I can vouch for this personally. I lived in the Bronx till age 28, and off the top of my head can think of three somewhat valuable items that were stolen from my family but which we never reported to police. We knew it would be futile.
Logic dictates, too, that this phenomenon will worsen as people’s sense of futility increases. And the latter is precisely what happens as a result of de-policing, de-carceration, de-prosecution, and politicization of the criminal justice system. “The cops won’t do anything,” is the thinking. “So why bother?”
Then there are those numerous caveats Kennedy mentioned. For example, while 89 percent of municipal police departments submitted crime reports to the FBI in 2019 (participation is voluntary), this figure had dropped to 63 percent by 2021. And strikingly, three high-crime cities — Chicago, Los Angeles, and New York City — submitted no crime data at all to the FBI in 2023, Fox relates.
Moreover, New Orleans’ police department just revealed that they’d underreported sex crime data they’d provided to the FBI in 2021 and ’22, Fox further informs.
This deceptive crime picture surely has multiple causes, including high-crime, left-wing jurisdictions’ desire to make themselves look better and good old-fashioned incompetence. Yet it reflects a wider problem, as commentator Olivia Murray mentions. “There are fake stats everywhere,” she writes — “climate metrics, economy numbers, inflation rates, employment/unemployment… and what else?”

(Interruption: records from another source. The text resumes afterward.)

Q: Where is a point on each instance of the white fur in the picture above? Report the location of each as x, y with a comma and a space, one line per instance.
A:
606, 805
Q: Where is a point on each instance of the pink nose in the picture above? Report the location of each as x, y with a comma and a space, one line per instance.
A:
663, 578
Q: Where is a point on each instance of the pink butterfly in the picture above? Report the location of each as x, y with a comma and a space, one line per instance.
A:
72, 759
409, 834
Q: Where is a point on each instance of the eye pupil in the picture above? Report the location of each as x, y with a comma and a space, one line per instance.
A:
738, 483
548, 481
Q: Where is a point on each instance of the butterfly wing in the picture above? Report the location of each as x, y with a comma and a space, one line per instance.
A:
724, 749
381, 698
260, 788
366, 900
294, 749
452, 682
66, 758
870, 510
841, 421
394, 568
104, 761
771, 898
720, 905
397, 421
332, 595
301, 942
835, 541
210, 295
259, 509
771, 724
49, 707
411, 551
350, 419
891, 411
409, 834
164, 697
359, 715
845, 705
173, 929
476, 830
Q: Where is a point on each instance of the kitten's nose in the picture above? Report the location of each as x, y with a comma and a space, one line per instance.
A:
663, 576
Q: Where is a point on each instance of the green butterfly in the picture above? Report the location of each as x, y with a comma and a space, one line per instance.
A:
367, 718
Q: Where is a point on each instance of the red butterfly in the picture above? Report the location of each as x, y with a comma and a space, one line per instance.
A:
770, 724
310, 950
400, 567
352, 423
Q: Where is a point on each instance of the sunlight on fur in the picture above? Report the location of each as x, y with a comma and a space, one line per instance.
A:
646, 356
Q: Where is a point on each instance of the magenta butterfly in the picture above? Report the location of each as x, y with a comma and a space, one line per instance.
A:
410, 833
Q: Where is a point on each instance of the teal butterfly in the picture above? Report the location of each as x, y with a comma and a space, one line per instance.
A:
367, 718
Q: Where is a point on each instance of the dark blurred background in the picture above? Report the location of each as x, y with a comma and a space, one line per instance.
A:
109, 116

Here’s one: Some people called Barack Obama the “deporter in chief,” referring to his administration’s supposedly high “deportation numbers.” Largely unknown, however, is that this was deceptive: Obama’s people had, for the first time, included people intercepted at the border and turned away in the “deported” category.
Then, of course, there were the highly inflated Covid death numbers.
But speaking of reclassification, Murray mentions another deceptive crime-data phenomenon: “booking non-whites as ‘white.’” She then provides a couple of innumerable such examples:
Of course, many people are wise to the con. As X user Mike Leigh Torres wrote under the second tweet, “Bad latinos are by definition white. All sanctuary cities use this categorization.”
Unbeknownst to most, the reality is that law enforcement agencies generally place Hispanic criminals in the “white” category. This is, in at least part, because “Hispanic” is an ethnic classification, not a racial one; technically, most Hispanics are Caucasian.
This nonetheless deceives people because, first, the average American associates “white” with “Anglo whites” (heck, Arabs, Persians, and most Indians are Caucasian, too). Second, the powers-that-be don’t consistently categorize Hispanics as white. For instance, if a Hispanic invents something or registers another triumph, he’s billed as “Hispanic!!!” (with emphasis on the exclamation points). But if he commits a crime?
Then he may be a “white” perp.
The bigger picture is that, increasingly, Americans know they can no longer trust official statistics. As we continue declining morally, we become more like the former Soviet Union, where, we finally realized, stats weren’t just fudged — they were completely fabricated.